Delayed at bank means the bank cannot tell us the outcome of the transaction at a given moment – for whatever reason. It can end up either approved or denied. Also, as Open Banking is a relatively new concept, some banks have not yet fully implemented it. If the user abandoned the transaction, the bank can set the transaction status as “Delayed” for quite some time.
We usually do not share our IP addresses unless absolutely necessary as we use a dynamic pool of addresses that might change at any time. All notifications are signed by us and you should use this as proof that the notification originated from Volt.
Please use Volt’s payment ID.
To do this, you need to use the merchant’s sandbox credentials from Fuzebox. Switch the portal to Sandbox mode (see bottom left), navigate to ‘Customer’, select the specific merchant and use these credentials to authenticate. Ensure you use https://checkout.sandbox.volt.io for your requests.

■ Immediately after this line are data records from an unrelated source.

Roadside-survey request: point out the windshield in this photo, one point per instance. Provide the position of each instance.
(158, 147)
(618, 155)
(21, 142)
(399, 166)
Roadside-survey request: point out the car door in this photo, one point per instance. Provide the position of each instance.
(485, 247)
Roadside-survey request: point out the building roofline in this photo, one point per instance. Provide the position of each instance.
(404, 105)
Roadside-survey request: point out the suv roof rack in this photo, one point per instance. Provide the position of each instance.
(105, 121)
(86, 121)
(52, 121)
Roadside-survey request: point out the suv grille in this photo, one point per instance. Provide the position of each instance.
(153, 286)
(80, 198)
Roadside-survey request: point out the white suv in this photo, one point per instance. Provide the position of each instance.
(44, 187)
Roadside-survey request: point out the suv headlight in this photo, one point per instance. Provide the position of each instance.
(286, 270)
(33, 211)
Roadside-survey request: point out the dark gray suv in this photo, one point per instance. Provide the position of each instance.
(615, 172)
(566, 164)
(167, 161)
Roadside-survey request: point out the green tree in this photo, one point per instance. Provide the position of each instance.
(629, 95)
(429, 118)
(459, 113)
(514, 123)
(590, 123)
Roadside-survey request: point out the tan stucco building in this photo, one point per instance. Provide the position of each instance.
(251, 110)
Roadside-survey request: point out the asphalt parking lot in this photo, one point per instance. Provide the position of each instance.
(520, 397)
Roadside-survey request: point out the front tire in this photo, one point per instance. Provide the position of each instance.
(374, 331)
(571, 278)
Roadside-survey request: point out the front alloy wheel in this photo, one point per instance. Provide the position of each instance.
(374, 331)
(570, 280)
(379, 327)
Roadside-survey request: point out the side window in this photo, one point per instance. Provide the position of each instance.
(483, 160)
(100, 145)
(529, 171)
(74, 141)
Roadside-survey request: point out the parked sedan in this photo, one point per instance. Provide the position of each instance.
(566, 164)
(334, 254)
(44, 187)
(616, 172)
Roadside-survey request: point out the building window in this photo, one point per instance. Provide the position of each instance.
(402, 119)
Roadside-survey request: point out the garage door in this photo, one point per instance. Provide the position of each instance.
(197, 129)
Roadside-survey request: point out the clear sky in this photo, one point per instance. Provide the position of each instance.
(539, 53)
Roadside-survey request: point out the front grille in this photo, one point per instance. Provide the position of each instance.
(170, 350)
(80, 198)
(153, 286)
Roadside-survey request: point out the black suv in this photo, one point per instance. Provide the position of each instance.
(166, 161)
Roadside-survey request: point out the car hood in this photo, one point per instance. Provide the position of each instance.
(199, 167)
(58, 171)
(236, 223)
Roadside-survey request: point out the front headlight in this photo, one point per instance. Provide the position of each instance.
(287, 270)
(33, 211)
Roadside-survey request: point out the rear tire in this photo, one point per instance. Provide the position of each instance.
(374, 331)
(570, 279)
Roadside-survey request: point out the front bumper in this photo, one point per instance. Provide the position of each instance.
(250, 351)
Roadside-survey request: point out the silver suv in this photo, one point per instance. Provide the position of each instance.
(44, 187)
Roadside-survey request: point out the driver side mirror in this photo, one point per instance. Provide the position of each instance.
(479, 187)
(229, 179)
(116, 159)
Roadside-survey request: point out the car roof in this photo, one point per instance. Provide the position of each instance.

You will need one settlement account per currency.
If, for example, you want to receive both EUR and PLN then Volt needs to configure a settlement account for each currency in Fuzebox.
Since open banking payments are account to account, there is no risk of chargebacks. Once the funds hit your account, it is up to you to issue a refund if you require.
The main risk is the bank account gets taken over by the bank due to excessive fraud, or banks simply stop clearing transactions for various reasons (same as with SOFORT).
We are now switching on SEPA Instant wherever the bank supports it. This means transactions will clear within 15 seconds, which will greatly reduce non-settlement risk.
Correct! They have notification webhooks.
In the typical model the merchant would receive the customer’s payment. However, with Connect – our cash management solution – the customer pays us, we reconcile and initiate a lump-sum settlement at the end of the day.
No, we receive no notification about “money in the bank” on the receiver’s side. Please make sure to monitor your own bank account for incoming payments, and if possible reconcile automatically.
Volt operates two models: Gateway and Connect. Both involve passing you the payer account data made available by the bank during the payment process.
In the Gateway model, Volt is not in the money flow. You therefore need to payout manually from your own bank account to the account data Volt has made available to you. This data is also visible in Fuzebox.
On Connect, Volt makes refunds and payouts available via API.